Athira has post-traumatic stress after surviving an earthquake. Nightmares, flashbacks and panic attacks were a regular ordeal. Besides medication, psychotherapy helped her a little but she slowly lost interest in attending the sessions. Music alone seemed to soothe her; this was harnessed by her therapist. The counselling sessions included music thereafter to boost Athira’s morale and help her navigate stress.

Such narratives highlight the intersection of music and the human psyche.

When we listen to a tune it makes us want to move, emote.

A tune usually brings with it a host of memories. Music in itself is a very innovative tool. It gives voice, quite literally, to what lies deep within. Beethoven himself moved away from the rule book and created music that spoke of innermost emotions. When we share music, we give away parts of our inner selves to others when words fail.

From the early years of development, mothers sing to their children. Lullabies have an acoustic feature that calms fussy babies and later in life helps to manage pain. Music helps us map these memories. The intrinsic elements in music such as pitch, timbre, dynamics can be altered to suit our emotional states.

Music helps in stress reduction. This comes to great use since the portion of the brain responsible for perceiving emotions and music happen to be close to each other. We have often experienced that light music reduces our heightened state of arousal than stimulating music. Moreover, listening to music in the company of others has been found to be more relaxing than solitary listening. Mind-body relaxation also depends a lot on the individual perception and choice of music.

Engaging in music helps in improving memory, regulates emotional states and paves the way to a healthier life. Brain imaging studies show that music touches parts of the brain because of its all-encompassing nature and also helps certain parts develop. This is based on neuroplasticity — a concept which helps us understand how our brain can be re-wired in response to external cues.

So, can music help an ailing brain or boost a learning one?

The use of the musical wisdom of Pythagoras dates back to the 1920s, when physical and mental problems were healed through songs and incantations. Thus, the elements of tone, pitch have been used sensitively to cure illnesses. Ancient shamanic rituals used repetitive music to induce a trance-like state. The changes in tempo, pitch and melody not only affect breathing and fatigue but also bring changes in emotional response.

Music interventions are purposeful music activities administered by healthcare professionals in a therapeutic context. These interventions are in the form of composing and listening to music or simply playing and interacting with music — like in the cases of Parimal and Athira.

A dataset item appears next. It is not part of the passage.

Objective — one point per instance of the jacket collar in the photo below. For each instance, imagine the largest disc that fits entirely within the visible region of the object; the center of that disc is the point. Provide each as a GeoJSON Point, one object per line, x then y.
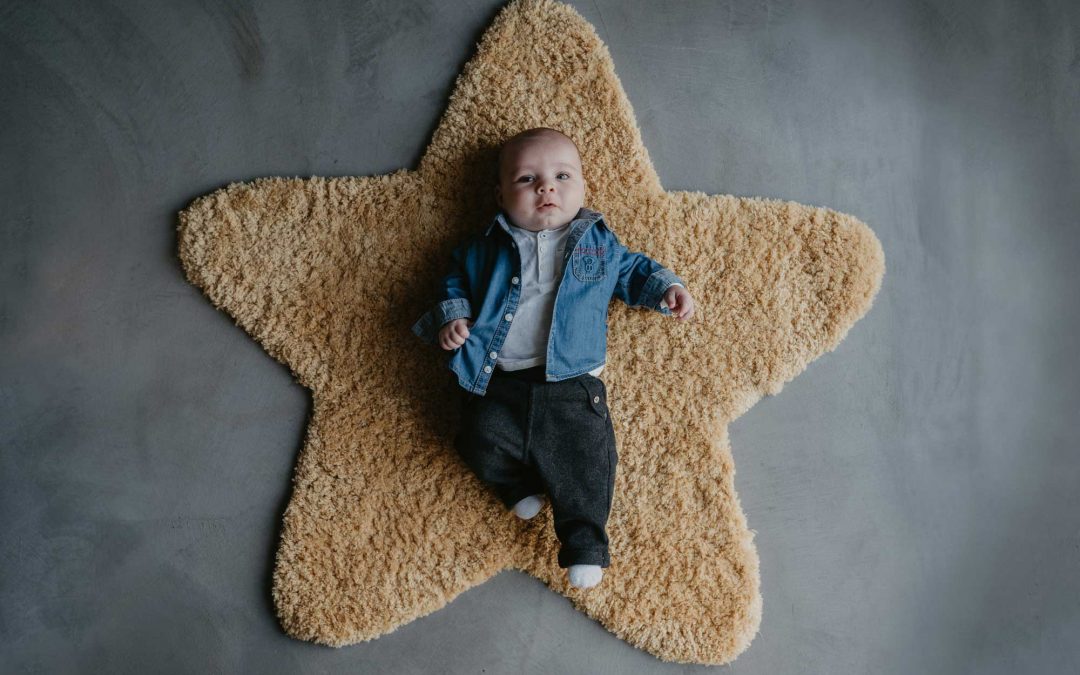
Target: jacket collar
{"type": "Point", "coordinates": [584, 215]}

Music therapy ranges from spontaneously improvising music to expressing emotion to listening to prerecorded music and reflecting on it. The basic idea is to make the client more aware of his/her emotions.

We generally listen to music that is in accordance with our mood or when we wish to change the emotional state. Music therapists make use of the iso principle where they match the music with the current state of mind and progressively modify the music to bring about desired effects in the mental state.

Music intervention holds much promise in reducing agitation in dementia patients. Studies have elaborated on the beneficial use of passive music listening in the agitated. Listening to familiar music with a pleasing sound can help patients recall the time before the onset of the disease. The use of music that has been chosen and is personalised provides space for arousing positive emotional memories, which help in attaining greater calm.

In pain management, music may help alter the experience as a whole, and diminish the pain. Music therapy provides non-intrusive opportunities for people in palliative care to increase their pain thresholds and foster feelings of support between patients and caregivers.

Music therapy also helps depression, anxiety and schizophrenia, alongside medicines and counselling. The notes of music — or the silence between them — heal and nourish the mind.